HILL: Who’s afraid of free speech?

This image shows an 1876 engraving titled "Declaration of Independence, July 4th, 1776" made available by the Library of Congress. On that day, the Continental Congress formally endorsed the Declaration of Independence. Celebrations began within days: parades and public readings, bonfires and candles and the firing of 13 musket rounds, one for each of the original states. Nearly a century passed before the country officially named its founding a holiday. ( J. Trumbull, W.L. Ormsby via AP)

The only people who are afraid of free speech are those who cannot support their views with facts and reason. 

I have never seen anyone in public life who was confident in their ability to understand the issue at hand and use facts, reason and a winsome manner to persuade others try to shut the other side up and not allow them to speak their minds. 

Restricting the number of amendments offered on the floor of the U.S. Senate or House or abolishing the filibuster restricts free speech. So do university restrictions on who can be hired or who can speak on campus. 

Liberal socialist progressive Democrats from President Biden to AOC want to crush free speech on major public-policy issues simply because they can’t explain what they want to do in public and get away with it. Silencing the opposition is the only way they can succeed. 

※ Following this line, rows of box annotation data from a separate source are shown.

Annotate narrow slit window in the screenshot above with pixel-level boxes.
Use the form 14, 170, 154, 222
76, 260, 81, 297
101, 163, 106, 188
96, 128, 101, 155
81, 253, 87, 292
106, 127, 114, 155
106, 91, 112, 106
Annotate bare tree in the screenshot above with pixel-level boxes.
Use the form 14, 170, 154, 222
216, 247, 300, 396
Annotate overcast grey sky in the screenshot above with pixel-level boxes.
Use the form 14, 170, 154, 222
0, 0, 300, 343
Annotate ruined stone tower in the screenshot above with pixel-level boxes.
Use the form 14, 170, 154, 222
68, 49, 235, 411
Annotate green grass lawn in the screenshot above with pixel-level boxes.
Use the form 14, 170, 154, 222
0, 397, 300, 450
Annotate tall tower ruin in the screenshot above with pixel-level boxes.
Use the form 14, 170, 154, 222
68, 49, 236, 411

Polished and skilled leaders welcome the arguments of the other side. Points made by the opposition can be used to buttress the points the skilled leader is making. The opposition usually makes preposterous arguments which diminishes their position, not enhances it.  

Free speech is as crucial to the American experience as oxygen is to fire, as James Madison alluded in Federalist Paper #10, an abridged version of which is printed nearby. 

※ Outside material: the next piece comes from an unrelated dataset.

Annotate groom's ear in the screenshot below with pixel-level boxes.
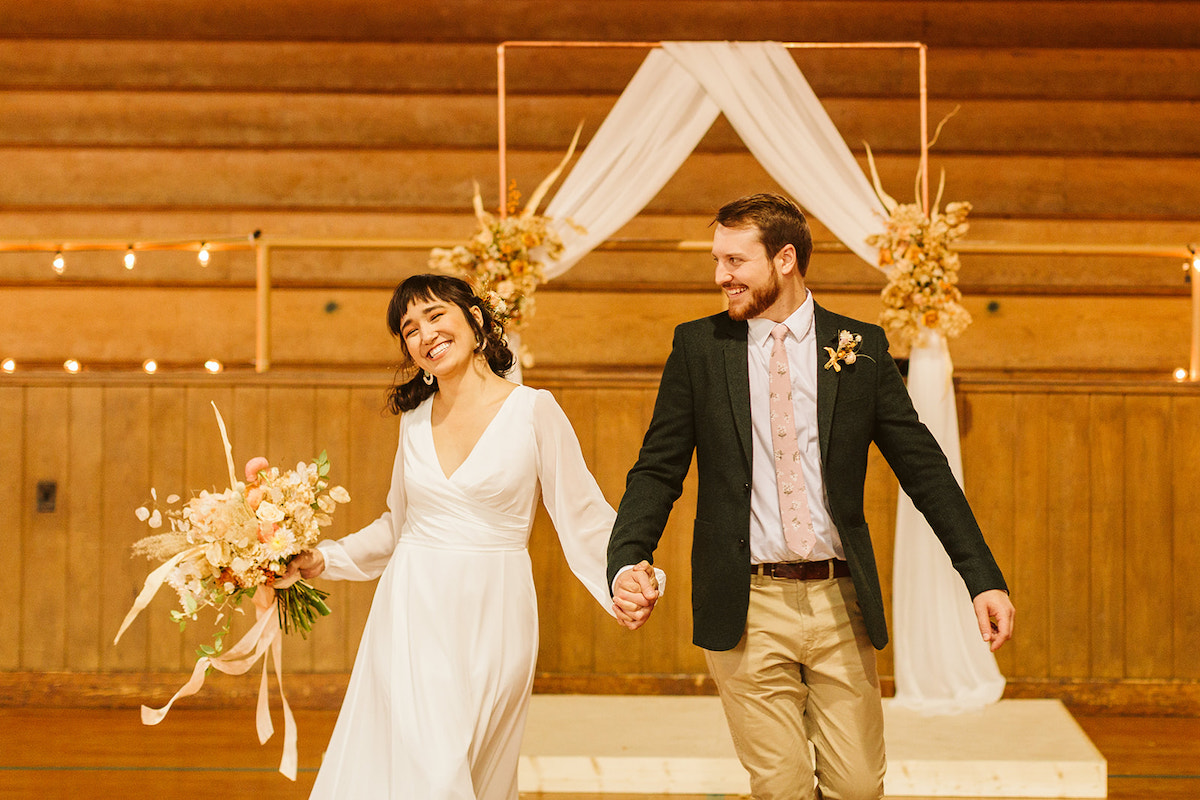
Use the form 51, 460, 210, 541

Progressive liberal Democratic socialists are the intolerant ones today when it comes to free speech. Conservative right-wing Southern Democrats were the intolerant ones in the 1950s and 1960s in North Carolina when it came to the “Speaker Ban” at Chapel Hill, when the NCGA prevented communists from speaking on campus. 

Neither progressive socialist Democrats today nor right-wing Southern Democrats then must have known very much about the Sedition Act signed by President John Adams on July 14, 1798. President Adams was a prickly sort, the kind of person who doesn’t mind being prickly towards others but hates it when they are prickly in return. 

You know the kind. 

The Sedition Act made it a crime, a punishable offense, only nine years after the new Republic was founded on the pillars of free speech and liberty, to make “false, scandalous and malicious” comments in print or in-person against the government, the president or Congress. Since John Adams was a Federalist and Vice President Thomas Jefferson was an ardent Republican, the Sedition Act conveniently left insults and invective hurled against the vice-president as legal and, therefore, encouraged because there was a presidential election coming up in 1800. 

Talk about selective principles. Republicans have been attacked for their speech and ideas for as long as the United States has existed. 

As Lynne Cheney recounts in “The Virginia Dynasty,” a homeless man in Massachusetts was found guilty as he spouted off Republican principles as he wandered about the state. He was deemed a “threat” to the young republic by the Federalists then in control of government. 

A New Jersey garbage barge driver who was drunk in a Newark bar was sent to prison for two months by saying he didn’t care if a cannonball was “fired through {the president’s} arse!” as he heard a cannon tribute announcing the arrival of the president and Abigail Adams down the street. He too was considered a “threat” to the young republic. 

University presidents and faculty who seek to exclude conservative professors from employment on their campus or who prevent conservative speakers from speaking on campus look about as ridiculous as Federalists did back then barring homeless people and drunks from speaking their minds.  

If opposition views are so stupid and their ideas are so bad for America and its people, why not encourage them to keep talking? There is nothing worse or more embarrassing to a public figure than being proven wrong in public with the facts and the truth. 

In the new year, let’s all resolve to be speak more freely and to challenge authoritarians at every level of government, academia or business if they seek to restrict speech one tiny bit.  

Let people talk. Let everyone talk and say their piece. It really is the heart of being an American anyway.